Estou defendendo uma história levada a sério, não a carnavalização dela. Toda esta bobagem lembra o filme de Carla Camurati sobre Carlota Joaquina, tratada como ninfomaníaca: narrativa iniciada por um velho escocês à sua neta, contando a história de um país exótico. Ou a série global "O Quinto dos Infernos", com seu d. Pedro I garanhão, full time.
Esta série de matérias sobre 64 segue a linha histriônica e ignorante da história. Não faltam ex-perseguidos (em geral falsos perseguidos, que ganham bolsas-ditadura!) contando piadas sobre suas pretensas ou episódicas. Gente das artes, do teatro, do Pasquim!
Falando nisso, para terminar, numa das reportagens sobre a Casa da Morte, em Petrópolis, incluindo entrevista do próprio coronel Malhães confessando tudo (mortes, mutilações de corpos etc, sem nenhum arrependimento), alguém assinou matéria dizendo que o regime militar foi confiado a psicopatas. Que interpretação medíocre, pedestre!

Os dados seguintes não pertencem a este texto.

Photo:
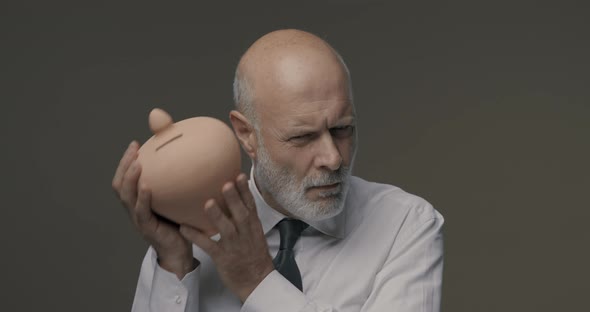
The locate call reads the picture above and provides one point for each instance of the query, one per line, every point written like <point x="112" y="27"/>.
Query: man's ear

Certamente quem escreveu a matéria desconhece o grande texto de Hanna Arendt, filósofa de origem judaica, incumbida de reportar o julgamento de ninguém menos do que Adolph Eichmann, em Jerusalém. O grande insight de Arendt em "A Banalidade do Mal", foi dizer que Eichmann era uma criatura medíocre, normalísima, apenas preocupado em encher os trens de judeus para Auchwitz e outros campos do III Reich. Banalidade do mal perpetrado por pessoas normais, não por psicopatas. Aí reside o nó. O perigo. Arendt foi além! Mostrou a colaboração das autoridades judaicas no Holocausto. A comunidade judaica ficou furiosa, claro. Saiu um filme sobre o assunto em 2014. Vale ver.

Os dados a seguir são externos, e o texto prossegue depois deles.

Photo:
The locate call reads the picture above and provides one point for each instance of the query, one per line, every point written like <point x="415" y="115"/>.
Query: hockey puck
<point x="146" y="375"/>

E o que era o coronel Malhães perto de Adolph Eichman? Poupemos a história - poupemo-nos - desta comparação.
Uma formiga, um verme, diante de uma barata.

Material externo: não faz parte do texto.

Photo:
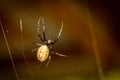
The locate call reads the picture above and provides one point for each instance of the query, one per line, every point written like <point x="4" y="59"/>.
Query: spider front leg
<point x="49" y="58"/>
<point x="43" y="28"/>
<point x="58" y="34"/>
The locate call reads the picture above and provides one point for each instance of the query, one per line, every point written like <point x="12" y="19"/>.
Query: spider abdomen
<point x="42" y="53"/>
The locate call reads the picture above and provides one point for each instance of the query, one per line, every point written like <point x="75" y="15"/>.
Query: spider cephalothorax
<point x="45" y="50"/>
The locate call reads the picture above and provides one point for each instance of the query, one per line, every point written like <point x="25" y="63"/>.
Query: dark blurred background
<point x="90" y="38"/>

Há boa bibliografia brasileira, embora rara - e bloqueada pelos ideólogos da resistência - tratando das colaboradores do regime ou da ditadura militar (ou ditadura civil-militar, como queiram), bem como sobre a complexidade social, política e intitucional do regime que começou em 64 e terminou em...79, 80, 84, 89.
Who Knows? Who cares?
As verdades das Comissões de Verdade são patéticas: expõem fatos verdadeiros que todos já sabiam.... As interpretações são piores. Podem inspirar algum samba de carnaval em 2015. Com tema politizado e lúgrube. Skindô nhô, nhô. Nada além disso.
A história sai perdendo. A memória ganha, incluindo seus acólitos e beneficiário$.
*RONALDO VAINFAS é licenciado em História pela Universidade Federal Fluminense (1978), onde também fez o mestrado em História do Brasil (1983). Em 1988, concluiu o doutorado em História Social pela Universidade de São Paulo. Em 2007, concluiu o pós-doutorado na Universidade de Lisboa. É considerado um dos principais historiadores do país, inclusive vencedor de prêmios como o Prêmio Literário 2009, concedido pela Fundação Biblioteca Nacional e um dos principais do Brasil.